The Merchant of Berlin eBook

This eBook from the Gutenberg Project consists of approximately 442 pages of information about The Merchant of Berlin.

The Merchant of Berlin eBook

This eBook from the Gutenberg Project consists of approximately 442 pages of information about The Merchant of Berlin.

“But if the person is poor?” asked Feodor, indignantly, “if she cannot pay?”

“Then she belongs to him who has won her; he must decide on her fate.  He is—­”

The major stopped suddenly.  The other officers raised themselves in their seats, and listened with breathless attention.

“I think I hear the signal,” whispered the major.  He had not deceived himself.  A shrill, piercing whistle sounded a second time.  The officers sprang from their seats, and broke into a loud cry of triumph: 

“Our Cossacks are coming.  They have caught something!  Come, come, let us throw the dice.”

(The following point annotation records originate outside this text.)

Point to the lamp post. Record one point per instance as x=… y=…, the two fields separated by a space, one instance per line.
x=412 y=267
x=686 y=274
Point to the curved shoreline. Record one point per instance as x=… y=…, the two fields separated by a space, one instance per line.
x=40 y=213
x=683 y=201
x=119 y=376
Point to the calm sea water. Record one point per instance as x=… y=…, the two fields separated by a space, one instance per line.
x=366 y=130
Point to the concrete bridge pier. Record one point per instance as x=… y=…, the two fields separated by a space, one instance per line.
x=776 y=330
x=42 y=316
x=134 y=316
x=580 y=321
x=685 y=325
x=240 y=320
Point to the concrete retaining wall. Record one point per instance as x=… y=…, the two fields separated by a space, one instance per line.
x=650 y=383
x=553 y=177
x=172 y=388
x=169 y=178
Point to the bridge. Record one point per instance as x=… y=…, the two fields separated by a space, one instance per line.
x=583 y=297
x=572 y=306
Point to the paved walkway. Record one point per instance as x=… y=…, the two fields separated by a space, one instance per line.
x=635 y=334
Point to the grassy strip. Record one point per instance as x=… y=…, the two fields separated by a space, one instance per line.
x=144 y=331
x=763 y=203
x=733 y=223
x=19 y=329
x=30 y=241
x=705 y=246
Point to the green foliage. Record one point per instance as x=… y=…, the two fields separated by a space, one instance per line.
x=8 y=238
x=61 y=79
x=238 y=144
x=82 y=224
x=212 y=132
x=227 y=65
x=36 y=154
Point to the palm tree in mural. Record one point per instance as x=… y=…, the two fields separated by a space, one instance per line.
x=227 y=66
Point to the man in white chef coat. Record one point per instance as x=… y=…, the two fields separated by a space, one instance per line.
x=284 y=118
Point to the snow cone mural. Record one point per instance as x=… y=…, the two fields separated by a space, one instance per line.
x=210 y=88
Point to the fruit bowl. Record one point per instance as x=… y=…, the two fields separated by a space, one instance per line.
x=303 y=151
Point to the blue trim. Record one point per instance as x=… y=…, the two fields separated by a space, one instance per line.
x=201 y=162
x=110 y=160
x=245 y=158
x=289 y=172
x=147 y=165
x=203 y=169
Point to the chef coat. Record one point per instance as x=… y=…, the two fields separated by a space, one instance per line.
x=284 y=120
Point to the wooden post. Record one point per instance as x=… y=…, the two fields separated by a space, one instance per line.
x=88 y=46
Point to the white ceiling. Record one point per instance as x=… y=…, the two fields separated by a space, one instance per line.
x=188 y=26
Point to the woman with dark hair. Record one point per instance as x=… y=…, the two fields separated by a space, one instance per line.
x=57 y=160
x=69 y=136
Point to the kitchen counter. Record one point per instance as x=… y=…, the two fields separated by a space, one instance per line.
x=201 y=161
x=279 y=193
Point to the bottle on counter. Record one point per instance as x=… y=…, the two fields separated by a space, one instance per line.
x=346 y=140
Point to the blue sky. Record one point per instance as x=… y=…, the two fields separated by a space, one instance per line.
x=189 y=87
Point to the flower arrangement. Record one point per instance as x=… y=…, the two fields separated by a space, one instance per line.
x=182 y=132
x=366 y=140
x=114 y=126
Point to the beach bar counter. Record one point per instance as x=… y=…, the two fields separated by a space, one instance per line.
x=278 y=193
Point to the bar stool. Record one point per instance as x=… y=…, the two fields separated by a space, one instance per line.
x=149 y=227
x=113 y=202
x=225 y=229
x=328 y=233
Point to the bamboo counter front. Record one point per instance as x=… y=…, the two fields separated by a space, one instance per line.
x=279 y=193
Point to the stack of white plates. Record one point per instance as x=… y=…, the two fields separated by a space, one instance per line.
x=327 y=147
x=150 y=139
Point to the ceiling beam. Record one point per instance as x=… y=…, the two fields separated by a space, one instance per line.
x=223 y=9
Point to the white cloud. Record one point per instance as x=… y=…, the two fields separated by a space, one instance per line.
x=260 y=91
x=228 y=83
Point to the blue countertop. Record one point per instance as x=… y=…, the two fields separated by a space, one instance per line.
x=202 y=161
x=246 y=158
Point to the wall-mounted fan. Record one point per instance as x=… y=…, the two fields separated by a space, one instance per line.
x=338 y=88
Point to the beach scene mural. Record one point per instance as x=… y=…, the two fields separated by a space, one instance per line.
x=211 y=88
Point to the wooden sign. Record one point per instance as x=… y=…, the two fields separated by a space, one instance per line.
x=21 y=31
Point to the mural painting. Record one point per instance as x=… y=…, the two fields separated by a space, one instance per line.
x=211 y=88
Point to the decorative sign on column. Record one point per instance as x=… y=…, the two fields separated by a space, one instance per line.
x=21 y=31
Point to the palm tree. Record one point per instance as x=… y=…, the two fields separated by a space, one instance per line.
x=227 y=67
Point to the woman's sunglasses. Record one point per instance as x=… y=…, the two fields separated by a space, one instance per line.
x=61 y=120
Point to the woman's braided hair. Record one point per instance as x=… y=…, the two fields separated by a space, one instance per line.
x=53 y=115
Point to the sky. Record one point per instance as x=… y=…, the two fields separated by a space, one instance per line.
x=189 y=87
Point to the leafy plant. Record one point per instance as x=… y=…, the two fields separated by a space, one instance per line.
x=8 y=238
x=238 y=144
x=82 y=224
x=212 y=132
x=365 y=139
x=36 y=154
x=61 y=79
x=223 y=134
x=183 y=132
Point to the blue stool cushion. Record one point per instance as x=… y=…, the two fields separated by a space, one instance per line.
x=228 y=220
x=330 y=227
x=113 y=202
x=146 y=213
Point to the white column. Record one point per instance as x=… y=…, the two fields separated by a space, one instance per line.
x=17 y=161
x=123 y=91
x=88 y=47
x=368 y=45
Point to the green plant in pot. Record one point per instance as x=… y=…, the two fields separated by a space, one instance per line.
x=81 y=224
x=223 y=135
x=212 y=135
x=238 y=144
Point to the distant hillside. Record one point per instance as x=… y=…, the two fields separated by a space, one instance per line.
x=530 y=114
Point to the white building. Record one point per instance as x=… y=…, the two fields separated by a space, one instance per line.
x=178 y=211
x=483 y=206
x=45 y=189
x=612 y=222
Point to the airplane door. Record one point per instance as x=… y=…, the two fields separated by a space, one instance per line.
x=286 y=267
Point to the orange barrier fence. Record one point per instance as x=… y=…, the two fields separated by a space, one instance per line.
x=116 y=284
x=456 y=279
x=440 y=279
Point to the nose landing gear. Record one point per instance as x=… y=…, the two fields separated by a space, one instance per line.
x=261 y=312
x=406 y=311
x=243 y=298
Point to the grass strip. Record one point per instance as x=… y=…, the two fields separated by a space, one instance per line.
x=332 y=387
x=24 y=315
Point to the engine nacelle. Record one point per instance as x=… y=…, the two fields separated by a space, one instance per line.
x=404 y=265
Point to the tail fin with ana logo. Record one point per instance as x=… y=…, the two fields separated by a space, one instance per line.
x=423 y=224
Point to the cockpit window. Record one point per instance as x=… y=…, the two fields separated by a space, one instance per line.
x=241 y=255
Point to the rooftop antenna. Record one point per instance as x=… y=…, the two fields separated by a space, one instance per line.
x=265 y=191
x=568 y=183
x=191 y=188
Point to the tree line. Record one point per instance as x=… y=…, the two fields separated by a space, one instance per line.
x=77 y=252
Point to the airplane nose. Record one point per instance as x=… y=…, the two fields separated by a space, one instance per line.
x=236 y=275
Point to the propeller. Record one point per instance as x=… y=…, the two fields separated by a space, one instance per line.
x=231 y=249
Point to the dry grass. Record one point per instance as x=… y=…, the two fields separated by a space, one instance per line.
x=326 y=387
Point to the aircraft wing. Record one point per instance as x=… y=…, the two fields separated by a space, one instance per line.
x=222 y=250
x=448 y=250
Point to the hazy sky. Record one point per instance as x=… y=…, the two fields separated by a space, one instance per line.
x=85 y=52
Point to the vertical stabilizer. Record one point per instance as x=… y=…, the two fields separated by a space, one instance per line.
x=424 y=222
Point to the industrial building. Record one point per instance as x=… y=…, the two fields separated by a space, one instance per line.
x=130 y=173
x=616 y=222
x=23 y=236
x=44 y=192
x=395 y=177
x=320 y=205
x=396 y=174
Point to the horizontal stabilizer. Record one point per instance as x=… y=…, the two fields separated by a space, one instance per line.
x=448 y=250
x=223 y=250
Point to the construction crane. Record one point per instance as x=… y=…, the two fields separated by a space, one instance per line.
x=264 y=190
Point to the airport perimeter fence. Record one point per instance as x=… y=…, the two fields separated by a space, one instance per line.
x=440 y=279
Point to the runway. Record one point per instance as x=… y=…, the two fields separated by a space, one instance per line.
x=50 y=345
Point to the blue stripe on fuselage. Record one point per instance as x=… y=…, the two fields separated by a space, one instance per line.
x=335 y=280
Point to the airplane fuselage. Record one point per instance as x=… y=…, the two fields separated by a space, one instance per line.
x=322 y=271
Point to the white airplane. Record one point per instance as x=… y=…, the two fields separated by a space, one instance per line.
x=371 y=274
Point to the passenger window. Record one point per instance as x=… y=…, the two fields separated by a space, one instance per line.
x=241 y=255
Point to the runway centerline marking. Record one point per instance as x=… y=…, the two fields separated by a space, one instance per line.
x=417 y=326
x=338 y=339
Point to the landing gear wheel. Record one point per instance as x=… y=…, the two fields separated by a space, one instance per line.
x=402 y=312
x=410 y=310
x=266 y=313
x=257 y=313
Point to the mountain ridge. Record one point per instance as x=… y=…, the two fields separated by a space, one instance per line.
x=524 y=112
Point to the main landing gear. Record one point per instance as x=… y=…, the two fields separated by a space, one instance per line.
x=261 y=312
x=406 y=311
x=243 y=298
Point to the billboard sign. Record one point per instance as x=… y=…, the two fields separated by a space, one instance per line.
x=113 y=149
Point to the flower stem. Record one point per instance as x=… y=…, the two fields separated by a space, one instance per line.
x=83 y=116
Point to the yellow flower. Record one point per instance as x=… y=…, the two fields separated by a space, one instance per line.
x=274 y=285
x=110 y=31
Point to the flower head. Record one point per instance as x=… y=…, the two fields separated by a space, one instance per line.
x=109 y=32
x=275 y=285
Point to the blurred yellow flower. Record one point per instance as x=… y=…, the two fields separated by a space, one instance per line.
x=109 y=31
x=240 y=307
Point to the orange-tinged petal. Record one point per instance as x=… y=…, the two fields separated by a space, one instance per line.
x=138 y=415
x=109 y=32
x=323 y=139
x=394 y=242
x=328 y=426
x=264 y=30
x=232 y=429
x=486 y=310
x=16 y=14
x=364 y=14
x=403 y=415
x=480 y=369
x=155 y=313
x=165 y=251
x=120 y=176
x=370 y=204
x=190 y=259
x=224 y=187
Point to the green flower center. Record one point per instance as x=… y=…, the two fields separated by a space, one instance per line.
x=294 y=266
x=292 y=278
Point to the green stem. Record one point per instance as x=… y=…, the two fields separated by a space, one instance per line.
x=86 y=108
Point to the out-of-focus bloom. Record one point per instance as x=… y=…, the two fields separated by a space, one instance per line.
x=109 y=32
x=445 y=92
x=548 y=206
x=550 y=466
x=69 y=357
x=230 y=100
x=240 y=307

With fierce eagerness, they all rushed to the table, and stretched out their hands for the bones.  Immediately a deep, expectant silence ensued.  Nothing was heard but the rattling of the dice, and the monotonous calling of the numbers thrown.  Feodor alone remained at his place, lost in deep thought, and his tortured heart kept asking itself the question, “Could it be her whom the barbarians had captured and ill-used?” This question burnt in his brain like a red-hot dagger, upsetting his reason, and driving him almost mad with anger and grief.  Still the rattling of the noisy dice went on—­the calling of the numbers.  No one took notice of the young man, who, in desperate distress, his clinched fist pressed against his breast, paced up and down the farther end of the room, uttering broken words of anger and grief.  No one, as has been said, noticed him, nor did any one remark that at this moment the door in the background of the hall was opened, and six Cossacks entered, bearing a litter on their shoulders.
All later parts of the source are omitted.